TEXAS, ULTIMO ATTO DI “AMERICAN SNIPER”

Una persona affetta da gravi disturbi psichiatrici, o un tossicodipendente che ben comprende la differenza tra giusto e sbagliato? Si sviluppa attorno a questa dicotomia il processo che vede imputato Eddie Ray Routh, ovvero l’omicida dell’«American Sniper». Routh è infatti l’ex militare che ha ucciso Chris Kyle, il cecchino dei Navy Seals a cui è ispirato il film diretto da Clint Eastwood, candidato a sei premi Oscar, e lui stesso coautore dell’omonimo «best-seller». Una sorta di celebrità, amata e disprezzata, a seconda dei punti di vista, per i suoi 160 colpi letali messi a segno che gli hanno fatto guadagnare il soprannome di «Diavolo di Ramadi», dalla città dove per più tempo è stato impiegato durante i suoi quattro contingentamenti in Iraq. Un processo quindi a rischio spettacolarizzazione, e proprio per questo la difesa di Routh ha tentato in tutti i modi di far slittare le udienze, per contenerne il già ampio eco mediatico.
LE ACCUSE
Sul capo dell’imputato, fra l’altro, pende l’accusa di doppio omicidio, visto che l’uomo non solo ha ucciso l’American Sniper, ma ha anche assassinato un commilitone di Kyle, Chad Littlefield, che assieme a lui aveva tentato di aiutare Routh. L’imputato era un tecnico dell’Esercito, anche lui impiegato in Iraq, e durante il terremoto del 2010, ad Haiti. Dopo il congedo, nello stesso anno, aveva sofferto di disturbi post traumatici, e aveva iniziato a prendere diversi farmaci. L’abuso di questi, unito al consumo di marijuana e alcol in grandi quantità, aveva causato al 27 enne molti problemi, tanto che la madre aveva chiesto proprio a Kyle di aiutare il figlio. E così l’ex Sniper, lasciata la divisa nel 2009 a 38 anni, assieme ad altri commilitoni, lo coinvolgeva sovente in iniziative organizzate a favore di veterani, come quella del 2 febbraio 2013 al poligono di Lancaster, in Texas, dove vivevano.
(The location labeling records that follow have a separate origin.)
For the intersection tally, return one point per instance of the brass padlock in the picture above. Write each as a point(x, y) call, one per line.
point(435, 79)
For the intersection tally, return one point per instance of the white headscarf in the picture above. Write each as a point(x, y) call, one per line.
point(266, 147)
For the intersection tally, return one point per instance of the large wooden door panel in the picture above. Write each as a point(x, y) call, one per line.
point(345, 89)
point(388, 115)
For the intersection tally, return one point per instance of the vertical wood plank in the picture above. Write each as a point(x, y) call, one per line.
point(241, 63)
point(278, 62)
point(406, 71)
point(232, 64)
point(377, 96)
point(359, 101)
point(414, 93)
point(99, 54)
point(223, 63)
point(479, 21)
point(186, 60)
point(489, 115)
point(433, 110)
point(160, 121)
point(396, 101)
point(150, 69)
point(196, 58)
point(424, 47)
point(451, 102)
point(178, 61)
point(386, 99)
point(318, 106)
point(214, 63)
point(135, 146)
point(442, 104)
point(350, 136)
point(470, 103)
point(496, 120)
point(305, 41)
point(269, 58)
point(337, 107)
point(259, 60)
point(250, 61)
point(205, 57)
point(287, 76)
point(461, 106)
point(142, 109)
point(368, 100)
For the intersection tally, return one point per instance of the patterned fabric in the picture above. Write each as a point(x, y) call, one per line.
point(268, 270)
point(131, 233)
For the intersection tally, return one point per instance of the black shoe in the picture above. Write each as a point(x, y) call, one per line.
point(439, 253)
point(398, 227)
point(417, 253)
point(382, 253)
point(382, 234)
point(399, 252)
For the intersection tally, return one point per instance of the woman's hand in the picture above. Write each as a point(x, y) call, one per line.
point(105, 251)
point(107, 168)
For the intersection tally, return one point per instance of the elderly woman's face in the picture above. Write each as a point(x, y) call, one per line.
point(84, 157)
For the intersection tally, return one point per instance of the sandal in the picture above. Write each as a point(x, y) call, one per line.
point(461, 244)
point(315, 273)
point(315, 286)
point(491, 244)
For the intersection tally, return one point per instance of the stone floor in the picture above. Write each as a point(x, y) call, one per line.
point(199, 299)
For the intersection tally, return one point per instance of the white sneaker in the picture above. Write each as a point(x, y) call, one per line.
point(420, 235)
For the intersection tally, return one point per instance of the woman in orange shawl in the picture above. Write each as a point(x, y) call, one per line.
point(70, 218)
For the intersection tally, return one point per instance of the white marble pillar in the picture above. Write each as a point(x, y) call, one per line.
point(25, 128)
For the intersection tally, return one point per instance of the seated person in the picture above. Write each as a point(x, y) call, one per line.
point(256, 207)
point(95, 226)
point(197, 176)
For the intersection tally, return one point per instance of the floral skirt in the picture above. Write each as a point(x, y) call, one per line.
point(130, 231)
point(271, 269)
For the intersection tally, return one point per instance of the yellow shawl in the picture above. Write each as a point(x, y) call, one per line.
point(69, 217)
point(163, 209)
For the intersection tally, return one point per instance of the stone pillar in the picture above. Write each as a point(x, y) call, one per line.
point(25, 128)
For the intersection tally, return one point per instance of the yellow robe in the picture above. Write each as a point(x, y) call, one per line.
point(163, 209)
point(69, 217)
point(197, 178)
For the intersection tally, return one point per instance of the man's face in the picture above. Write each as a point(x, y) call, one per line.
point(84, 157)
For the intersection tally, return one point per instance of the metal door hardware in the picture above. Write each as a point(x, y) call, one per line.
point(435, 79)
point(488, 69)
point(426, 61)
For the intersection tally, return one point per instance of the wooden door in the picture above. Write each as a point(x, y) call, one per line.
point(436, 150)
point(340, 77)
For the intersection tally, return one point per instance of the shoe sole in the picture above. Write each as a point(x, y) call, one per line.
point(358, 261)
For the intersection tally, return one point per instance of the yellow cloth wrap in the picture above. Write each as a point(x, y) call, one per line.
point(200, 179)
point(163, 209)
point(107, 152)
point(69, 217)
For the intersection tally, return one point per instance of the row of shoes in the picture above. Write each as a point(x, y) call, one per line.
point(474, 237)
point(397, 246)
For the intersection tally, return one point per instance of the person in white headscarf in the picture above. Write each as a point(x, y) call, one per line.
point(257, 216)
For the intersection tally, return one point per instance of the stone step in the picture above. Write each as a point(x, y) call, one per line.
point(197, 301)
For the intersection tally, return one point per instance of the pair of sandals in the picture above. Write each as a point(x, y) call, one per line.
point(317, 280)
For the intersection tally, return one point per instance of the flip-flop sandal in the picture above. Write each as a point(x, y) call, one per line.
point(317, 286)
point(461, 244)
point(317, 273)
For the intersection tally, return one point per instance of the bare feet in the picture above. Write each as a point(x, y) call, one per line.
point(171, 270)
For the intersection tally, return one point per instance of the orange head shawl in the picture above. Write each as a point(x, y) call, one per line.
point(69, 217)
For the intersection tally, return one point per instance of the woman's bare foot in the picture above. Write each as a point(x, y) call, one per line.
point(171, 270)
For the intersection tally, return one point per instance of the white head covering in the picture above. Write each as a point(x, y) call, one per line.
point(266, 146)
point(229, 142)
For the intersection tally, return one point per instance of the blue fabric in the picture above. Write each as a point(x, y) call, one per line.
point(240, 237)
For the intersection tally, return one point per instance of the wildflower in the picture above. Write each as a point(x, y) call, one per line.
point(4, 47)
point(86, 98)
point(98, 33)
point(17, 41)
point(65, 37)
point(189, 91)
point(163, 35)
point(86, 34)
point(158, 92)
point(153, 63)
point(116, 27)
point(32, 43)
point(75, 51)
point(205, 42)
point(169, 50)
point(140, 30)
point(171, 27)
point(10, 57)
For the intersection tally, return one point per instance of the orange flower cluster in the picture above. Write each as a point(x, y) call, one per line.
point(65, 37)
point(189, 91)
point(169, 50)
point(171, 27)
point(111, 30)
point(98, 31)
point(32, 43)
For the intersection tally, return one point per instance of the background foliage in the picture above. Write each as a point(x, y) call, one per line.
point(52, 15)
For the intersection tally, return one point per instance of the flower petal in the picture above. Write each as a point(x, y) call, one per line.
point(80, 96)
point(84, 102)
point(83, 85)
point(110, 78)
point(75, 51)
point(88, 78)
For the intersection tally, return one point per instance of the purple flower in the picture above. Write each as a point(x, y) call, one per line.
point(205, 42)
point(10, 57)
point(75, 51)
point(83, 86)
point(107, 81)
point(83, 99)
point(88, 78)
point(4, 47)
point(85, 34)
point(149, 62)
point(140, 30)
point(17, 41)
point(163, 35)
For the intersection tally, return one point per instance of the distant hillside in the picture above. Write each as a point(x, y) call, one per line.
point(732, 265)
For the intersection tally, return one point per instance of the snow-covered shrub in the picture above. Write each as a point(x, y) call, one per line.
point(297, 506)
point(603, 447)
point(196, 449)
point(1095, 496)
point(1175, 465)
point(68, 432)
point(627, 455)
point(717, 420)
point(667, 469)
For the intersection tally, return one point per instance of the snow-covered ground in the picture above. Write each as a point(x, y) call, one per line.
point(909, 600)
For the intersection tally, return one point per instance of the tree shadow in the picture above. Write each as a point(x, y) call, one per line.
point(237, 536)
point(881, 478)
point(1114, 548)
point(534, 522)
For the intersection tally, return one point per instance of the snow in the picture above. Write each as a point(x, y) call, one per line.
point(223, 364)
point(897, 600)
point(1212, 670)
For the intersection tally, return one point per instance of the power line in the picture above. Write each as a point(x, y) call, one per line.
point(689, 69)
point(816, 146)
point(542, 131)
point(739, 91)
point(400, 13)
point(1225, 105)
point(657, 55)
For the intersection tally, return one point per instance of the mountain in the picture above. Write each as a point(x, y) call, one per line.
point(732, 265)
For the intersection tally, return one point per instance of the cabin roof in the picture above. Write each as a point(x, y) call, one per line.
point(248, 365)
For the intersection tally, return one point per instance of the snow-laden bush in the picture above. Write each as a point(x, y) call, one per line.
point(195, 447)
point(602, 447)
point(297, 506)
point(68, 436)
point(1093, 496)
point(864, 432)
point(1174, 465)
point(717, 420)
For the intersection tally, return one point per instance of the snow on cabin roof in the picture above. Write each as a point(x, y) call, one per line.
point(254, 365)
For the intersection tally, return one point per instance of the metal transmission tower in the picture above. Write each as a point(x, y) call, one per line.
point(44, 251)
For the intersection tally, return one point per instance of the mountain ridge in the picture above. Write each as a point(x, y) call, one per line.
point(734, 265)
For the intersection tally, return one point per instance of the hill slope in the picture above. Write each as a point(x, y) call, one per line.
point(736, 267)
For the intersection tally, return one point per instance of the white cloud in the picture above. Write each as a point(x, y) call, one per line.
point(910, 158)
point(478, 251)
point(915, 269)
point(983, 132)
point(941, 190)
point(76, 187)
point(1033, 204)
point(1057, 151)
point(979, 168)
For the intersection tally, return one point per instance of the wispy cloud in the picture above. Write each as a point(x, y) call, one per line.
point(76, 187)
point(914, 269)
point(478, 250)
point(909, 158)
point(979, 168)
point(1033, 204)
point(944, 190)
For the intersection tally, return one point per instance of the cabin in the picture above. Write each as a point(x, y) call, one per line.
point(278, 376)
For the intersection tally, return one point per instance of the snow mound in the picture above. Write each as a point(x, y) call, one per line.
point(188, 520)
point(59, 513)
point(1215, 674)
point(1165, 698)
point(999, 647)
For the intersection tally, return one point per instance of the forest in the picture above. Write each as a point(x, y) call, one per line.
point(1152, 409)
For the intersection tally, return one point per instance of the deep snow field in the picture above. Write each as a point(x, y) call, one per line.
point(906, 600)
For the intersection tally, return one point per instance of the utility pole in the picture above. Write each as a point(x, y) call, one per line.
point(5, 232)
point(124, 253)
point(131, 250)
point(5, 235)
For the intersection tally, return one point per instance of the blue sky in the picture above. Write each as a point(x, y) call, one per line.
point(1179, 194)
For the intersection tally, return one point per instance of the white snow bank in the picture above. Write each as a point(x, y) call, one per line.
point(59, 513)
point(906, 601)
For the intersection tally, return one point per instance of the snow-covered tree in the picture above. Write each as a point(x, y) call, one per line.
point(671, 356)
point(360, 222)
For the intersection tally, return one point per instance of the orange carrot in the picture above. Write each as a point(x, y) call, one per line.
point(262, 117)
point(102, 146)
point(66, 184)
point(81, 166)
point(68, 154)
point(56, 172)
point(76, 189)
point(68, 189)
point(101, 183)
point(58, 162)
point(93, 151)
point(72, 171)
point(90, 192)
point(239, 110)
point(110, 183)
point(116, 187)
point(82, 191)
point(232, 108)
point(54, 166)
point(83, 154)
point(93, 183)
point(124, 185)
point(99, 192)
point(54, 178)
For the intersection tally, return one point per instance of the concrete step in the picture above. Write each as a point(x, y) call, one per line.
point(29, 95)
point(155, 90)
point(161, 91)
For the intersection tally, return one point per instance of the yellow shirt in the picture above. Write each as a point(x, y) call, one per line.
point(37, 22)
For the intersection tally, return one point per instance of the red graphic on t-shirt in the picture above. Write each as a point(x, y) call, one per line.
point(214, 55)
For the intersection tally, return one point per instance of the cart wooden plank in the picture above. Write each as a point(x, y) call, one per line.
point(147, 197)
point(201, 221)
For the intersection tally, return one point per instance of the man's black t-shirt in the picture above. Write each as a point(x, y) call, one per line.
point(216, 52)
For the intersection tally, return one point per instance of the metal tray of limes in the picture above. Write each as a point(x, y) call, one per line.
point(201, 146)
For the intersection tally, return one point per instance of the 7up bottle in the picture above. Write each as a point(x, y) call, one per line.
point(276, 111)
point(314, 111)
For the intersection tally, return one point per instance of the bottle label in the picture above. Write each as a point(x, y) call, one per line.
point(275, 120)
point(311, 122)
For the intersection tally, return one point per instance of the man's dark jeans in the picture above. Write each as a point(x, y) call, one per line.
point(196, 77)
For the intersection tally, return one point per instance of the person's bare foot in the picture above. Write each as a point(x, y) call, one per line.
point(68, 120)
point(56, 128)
Ironia della sorte, proprio il poligono si è trasformato nella tomba di Kyle. Il suo cadavere e quello dell’amico Littlefield sono stati rinvenuti in una pozza di sangue vicino a dove i tiratori si allenavano, mentre Routh è stato arrestato ad un centinaio di km di distanza a bordo del pick-up di Kyle, usato dall’omicida per una disperata quanto improbabile fuga.
I TESTIMONI
Alcuni testimoni dicono che una volta fermato Routh abbia detto di aver sparato perché quando viaggiavano tutti a bordo della vettura, i due «non mi stavano parlando, ed io soffrivo per questo». Secondo altri testimoni, l’omicida avrebbe detto in riferimento a Kyle, che «se non avessi preso la sua anima, avrebbe preso lui la mia». Secondo la difesa questo confermerebbe l’infermità mentale del ragazzo, secondo l’accusa, è il ragazzo che si sarebbe messo nella condizione di essere violento. Insomma, Routh è capace di intendere e di volere? Al tribunale texano la sentenza che chiude l’ultimo capitolo di America Sniper.